In November of that year I was reading Speculations (Which OMG is no longer in the business, it breaks my heart.) and found a magazine that fit my poem, plus I could email it. Sooner than I expected I received an acceptance letter. It was my first one and I was so proud. Payment was a contributor's copy, and that was OK with me. When I received the magazine, I opened immediately to my poem. I was angry, it was split into two columns and wasn't supposed to be. Plus, it was surrounded with other poems that were no where near as good.

In 1999, I learnt me how to make webpages on Angelfire.com. My first website was born: Damina's First. I posted all of my writing that I could. Including the aforementioned poem. Black Moon Magazine (the one who printed it) had since gone out of business. I found sffworld.com and swiftly became a member, posting some of my writing there, including that damn poem.

I have since deleted Damina's First (mostly for personal reasons, if you ever find my angelfire webpage, you will see that :P) and moved on. However, that poem, and another on sffworld, have haunted me. They are still there, you see, and I can no longer log in to delete them. They changed the way people submit stuff, and my conversation with the webmaster regarding this was cut off mid-sentence. He dropped the ball somewhere, or died.

Every now and then I get bored and google certain phrases in the poem, and I find it everywhere.

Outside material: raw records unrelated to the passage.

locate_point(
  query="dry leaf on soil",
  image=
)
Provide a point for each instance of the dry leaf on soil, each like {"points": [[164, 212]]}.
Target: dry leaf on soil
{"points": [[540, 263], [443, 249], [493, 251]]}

The kids really like it. They like to say they wrote it, or to use parts of it (and the other one on sffworld) and seem like mediocre writers.

It's not a poem I am proud of. Actually, I now hate it, but it's mine damn it, and I don't want their grubby little emo hands all over it. This is a warning for you, any of you, thinking of posting you poetry online. Remember it, dread it.

Did I learn my lesson? No. haha. I suck.

For those of you interested, it's The Vampire, by Dawn Rusho (my maiden name. I was going to use that as my pseudonym.) and it reeks. I posted it in 2002, so obviously it took me a while to find sffworld. It's missing an apostrophe, and sidhe is pronounced "Shee." Look it up.